Dolly, la première brebis clonée, et l’évolution de la technologie de clonage après 30 ans
Il y a 30 ans, Dolly, la première mammifère clonée, voyait le jour, marquant un tournant dans l’histoire de la biologie. Son arrivée a suscité de nombreuses spéculations sur un avenir où les animaux de compagnie clonés, les humains clonés, et même la résurrection d’espèces disparues comme le mammouth laineux deviendraient réalité. Cependant, la réalité du clonage s’est révélée bien plus complexe que les prévisions initiales.
Depuis la naissance de Dolly, la recherche sur le clonage a progressé, mais avec des résultats mitigés. Les scientifiques ont réussi à cloner d’autres espèces, y compris des chiens et des chats, mais les défis éthiques, techniques et de santé persistent. Les clones, comme Dolly, ont souvent rencontré des problèmes de santé, soulevant des questions sur la viabilité à long terme de cette technologie.
En France, selon des données récentes, le clonage animal est encadré par des réglementations strictes, et les pratiques de clonage d’animaux de compagnie restent limitées. En 2021, l’INRAE (Institut National de Recherche pour l’Agriculture, l’Alimentation et l’Environnement) a rapporté que moins de 1 % des animaux de compagnie sont clonés, illustrant la prudence des propriétaires et des scientifiques face à cette technologie.
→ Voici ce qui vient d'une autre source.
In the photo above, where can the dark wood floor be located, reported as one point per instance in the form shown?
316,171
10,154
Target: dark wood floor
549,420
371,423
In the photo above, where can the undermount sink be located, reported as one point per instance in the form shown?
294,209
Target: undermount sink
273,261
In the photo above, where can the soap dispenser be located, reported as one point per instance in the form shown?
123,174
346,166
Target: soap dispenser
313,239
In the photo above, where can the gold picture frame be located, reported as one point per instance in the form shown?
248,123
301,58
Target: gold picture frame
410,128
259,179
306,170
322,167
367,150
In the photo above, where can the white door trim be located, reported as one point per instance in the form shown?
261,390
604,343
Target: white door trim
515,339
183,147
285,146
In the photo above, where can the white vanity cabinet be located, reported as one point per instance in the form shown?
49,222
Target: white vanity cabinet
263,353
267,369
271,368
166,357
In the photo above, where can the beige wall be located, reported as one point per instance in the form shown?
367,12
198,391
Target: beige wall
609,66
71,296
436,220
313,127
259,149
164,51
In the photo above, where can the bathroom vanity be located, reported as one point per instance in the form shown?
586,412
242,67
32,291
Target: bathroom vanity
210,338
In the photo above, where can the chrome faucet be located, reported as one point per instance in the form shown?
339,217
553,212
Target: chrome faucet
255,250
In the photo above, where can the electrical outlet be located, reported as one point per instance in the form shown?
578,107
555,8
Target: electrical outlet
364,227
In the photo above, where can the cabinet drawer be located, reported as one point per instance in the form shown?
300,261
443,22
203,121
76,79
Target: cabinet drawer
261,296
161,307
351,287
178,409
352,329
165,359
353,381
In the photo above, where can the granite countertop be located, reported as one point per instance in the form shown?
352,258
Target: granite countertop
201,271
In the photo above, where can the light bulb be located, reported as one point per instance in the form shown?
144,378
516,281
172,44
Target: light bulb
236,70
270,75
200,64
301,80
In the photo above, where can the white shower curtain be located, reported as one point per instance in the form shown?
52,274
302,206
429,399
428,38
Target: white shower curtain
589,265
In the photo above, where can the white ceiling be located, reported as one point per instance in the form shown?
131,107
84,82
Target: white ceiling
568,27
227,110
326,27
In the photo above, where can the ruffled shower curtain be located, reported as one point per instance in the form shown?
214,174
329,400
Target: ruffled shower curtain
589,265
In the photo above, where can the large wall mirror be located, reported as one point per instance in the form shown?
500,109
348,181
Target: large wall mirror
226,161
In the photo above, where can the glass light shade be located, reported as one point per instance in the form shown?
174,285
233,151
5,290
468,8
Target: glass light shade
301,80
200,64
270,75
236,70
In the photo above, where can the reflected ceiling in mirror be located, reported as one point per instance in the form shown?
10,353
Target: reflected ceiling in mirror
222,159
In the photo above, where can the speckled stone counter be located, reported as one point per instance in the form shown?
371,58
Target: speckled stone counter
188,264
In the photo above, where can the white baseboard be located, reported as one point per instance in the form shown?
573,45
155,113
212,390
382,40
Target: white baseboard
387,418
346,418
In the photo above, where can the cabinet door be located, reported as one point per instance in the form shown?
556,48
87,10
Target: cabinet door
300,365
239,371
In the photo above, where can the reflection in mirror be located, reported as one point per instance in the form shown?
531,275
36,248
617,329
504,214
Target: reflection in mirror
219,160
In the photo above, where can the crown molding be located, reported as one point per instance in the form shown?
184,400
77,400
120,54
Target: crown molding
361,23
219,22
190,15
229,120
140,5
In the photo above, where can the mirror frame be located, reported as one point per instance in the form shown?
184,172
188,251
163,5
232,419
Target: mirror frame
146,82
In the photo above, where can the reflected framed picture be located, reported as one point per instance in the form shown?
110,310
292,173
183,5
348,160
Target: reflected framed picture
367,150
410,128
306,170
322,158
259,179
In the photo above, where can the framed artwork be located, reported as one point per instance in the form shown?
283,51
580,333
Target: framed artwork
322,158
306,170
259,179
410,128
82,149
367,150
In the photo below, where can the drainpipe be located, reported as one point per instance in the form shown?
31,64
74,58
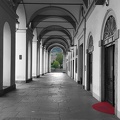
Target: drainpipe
84,51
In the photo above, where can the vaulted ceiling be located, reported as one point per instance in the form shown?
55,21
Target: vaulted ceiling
54,20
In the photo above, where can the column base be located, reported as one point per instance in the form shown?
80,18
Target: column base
7,89
29,80
38,76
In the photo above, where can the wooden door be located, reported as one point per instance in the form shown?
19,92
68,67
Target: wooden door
109,74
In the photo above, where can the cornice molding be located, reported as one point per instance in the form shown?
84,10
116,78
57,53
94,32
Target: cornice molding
8,9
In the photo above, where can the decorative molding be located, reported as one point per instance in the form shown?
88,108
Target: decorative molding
110,39
8,9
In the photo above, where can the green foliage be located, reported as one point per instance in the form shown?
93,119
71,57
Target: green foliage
55,64
59,58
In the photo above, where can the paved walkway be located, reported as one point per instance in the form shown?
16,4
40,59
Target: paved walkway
52,97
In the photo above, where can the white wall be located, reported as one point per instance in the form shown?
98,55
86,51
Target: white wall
6,55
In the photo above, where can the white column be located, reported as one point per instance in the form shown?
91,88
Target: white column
41,57
49,62
64,62
20,74
38,59
34,58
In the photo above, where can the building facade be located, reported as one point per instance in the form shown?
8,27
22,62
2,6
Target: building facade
90,43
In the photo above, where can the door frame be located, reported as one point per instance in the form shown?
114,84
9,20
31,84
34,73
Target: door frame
107,46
Les recherches continuent dans des domaines tels que la médecine régénérative et la conservation des espèces, mais les avancées sont souvent freinées par des considérations éthiques et des défis techniques. Ainsi, malgré les promesses initiales, le clonage n’a pas encore atteint le niveau d’acceptation ou d’application largement anticipé il y a trois décennies.
Source : INRAE, diverses publications scientifiques.